Consistency and clarity
Your contract should set clear, consistent standards. Although a group’s policies and procedures should be outlined in a separate document, an employment agreement is useful for enforcing consistency in certain work-related behavior among all practice members. As such, a group should be wary of setting precedents with ad hoc policies or exceptions to its standards. To the extent possible, specific conflicts—such as examples of unprofessional or unethical conduct—should be anticipated in a group’s policies and procedures to ensure that they’ll be handled consistently for all members under similar circumstances. Penalties involving time (e.g., extended call periods or abbreviated vacations) and money (e.g., financial penalties commensurate with the violation’s nature and scope) tend to be the most common and effective means of addressing violations of group policies or procedures, whereas contractual breaches may result in termination of group employment or legal recourse, pursuant to the contract’s termination provision.
Contract reviews, updates
Your contract should designate a clear process for modifying or amending the terms of the agreement. Generally, modifications should be implemented through a written document signed by all parties to the agreement. The group or an individual member may initiate modifications, depending on the circumstances. However, you should maintain a standard modification procedure to avoid the perception of disparate treatment of practice members.
All standards for group behavior, whether expressed in an employment contract or in policies and procedures, must be consistent with applicable state and federal laws. An experienced attorney should address these compliance issues–ideally, before any disputes arise. Because laws evolve over time, your attorney should review your group’s contracts on a regular basis (e.g., annually, if not biannually) to accommodate any changes. Your practice leaders also should review the group’s contracts on a similar schedule to ensure that the terms remain appropriate for the current culture of the practice.
These principles reinforce the basic tenet that a group’s contracts are intended to protect the group’s best interests. The interests of individual members may be compromised—or even sacrificed–to that end. As such, your contract should clearly define the group’s obligations and expectations through the provisions discussed herein, along with other provisions that cater to your practice’s specific needs and interests.

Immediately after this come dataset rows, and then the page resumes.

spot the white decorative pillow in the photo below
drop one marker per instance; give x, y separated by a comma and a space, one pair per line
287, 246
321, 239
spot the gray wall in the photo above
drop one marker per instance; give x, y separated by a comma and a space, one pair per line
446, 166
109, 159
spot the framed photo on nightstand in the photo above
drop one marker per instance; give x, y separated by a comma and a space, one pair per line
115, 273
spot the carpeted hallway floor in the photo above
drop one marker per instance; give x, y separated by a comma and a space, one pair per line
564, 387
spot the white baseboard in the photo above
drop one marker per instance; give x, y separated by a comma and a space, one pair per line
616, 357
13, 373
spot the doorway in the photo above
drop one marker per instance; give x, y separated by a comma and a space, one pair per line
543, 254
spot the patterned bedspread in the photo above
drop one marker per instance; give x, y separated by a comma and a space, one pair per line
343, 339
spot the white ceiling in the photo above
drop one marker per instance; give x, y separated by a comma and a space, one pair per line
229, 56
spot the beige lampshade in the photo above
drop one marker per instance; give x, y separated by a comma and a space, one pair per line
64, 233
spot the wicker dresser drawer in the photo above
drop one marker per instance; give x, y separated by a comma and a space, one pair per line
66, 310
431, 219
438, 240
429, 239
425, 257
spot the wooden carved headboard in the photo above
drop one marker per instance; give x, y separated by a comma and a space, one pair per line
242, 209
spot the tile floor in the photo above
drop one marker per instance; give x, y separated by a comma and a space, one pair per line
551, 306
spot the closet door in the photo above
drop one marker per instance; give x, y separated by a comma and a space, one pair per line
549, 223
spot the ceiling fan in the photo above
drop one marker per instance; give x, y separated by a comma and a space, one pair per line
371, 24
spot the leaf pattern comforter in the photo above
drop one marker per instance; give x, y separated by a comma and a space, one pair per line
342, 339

In turn, your group’s leaders and the group’s attorney must work collaboratively to enforce these contractual obligations and expectations in a consistent manner to maximize the practice’s productivity and viability.
The author wishes to acknowledge the contributions of Lawrence R. Muroff, MD, FACR, and Peter G. Lesburg, JD, MBA.

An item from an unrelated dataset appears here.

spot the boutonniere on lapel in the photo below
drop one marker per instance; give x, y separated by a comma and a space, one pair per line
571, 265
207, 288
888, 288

1. For a broader discussion of contractual types and key provisions, and contractual breaches and remedies, consult the following: Muroff, J.A., & Muroff, L.R. (2004). Contracts in radiology practices: Contract types and key provisions. J Am Coll Radiol, 1, 459-66; and Muroff, J.A., & Muroff, L.R. (2004). Contracts in radiology practices: Breaches and remedies. J Am Coll Radiol, 1, 553-58.

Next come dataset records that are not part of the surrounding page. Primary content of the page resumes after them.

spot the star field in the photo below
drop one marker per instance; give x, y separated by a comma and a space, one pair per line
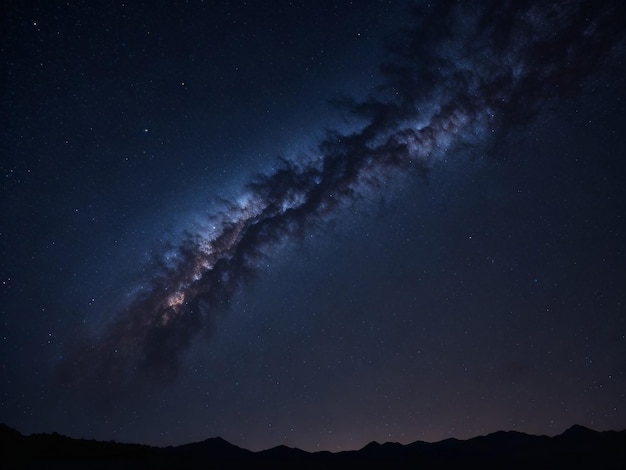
315, 225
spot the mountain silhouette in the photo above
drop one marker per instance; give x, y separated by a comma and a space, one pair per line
577, 447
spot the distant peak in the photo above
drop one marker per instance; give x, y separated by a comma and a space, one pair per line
578, 430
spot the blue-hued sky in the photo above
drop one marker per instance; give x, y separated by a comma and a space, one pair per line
314, 224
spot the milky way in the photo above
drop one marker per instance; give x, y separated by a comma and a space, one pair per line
455, 81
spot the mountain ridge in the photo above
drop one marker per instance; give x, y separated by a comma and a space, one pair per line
576, 447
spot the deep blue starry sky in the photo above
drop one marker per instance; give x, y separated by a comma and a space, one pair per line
315, 224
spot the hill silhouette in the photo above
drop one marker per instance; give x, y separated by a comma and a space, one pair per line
577, 447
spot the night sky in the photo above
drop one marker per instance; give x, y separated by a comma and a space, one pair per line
315, 224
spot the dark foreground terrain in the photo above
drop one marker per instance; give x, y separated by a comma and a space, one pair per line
578, 447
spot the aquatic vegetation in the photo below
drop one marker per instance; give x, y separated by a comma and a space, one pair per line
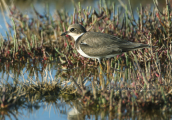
137, 80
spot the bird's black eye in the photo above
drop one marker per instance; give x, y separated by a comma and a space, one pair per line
72, 29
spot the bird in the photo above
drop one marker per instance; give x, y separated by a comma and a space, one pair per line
99, 45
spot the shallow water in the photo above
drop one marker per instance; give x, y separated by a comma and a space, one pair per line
59, 108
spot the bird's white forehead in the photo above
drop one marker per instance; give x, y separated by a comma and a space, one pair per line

Julie Muroff, JD, is a health care attorney practicing in the Washington, D.C., metro area. Prior to joining the National Institutes of Health Branch of the Office of the General Counsel of the U.S. Department of Health and Human Services, Muroff was in private practice in Washington, D.C., and in Tampa, Fla. The views expressed herein are the author’s alone and do not necessarily represent the views of the U.S. government or any agency thereof.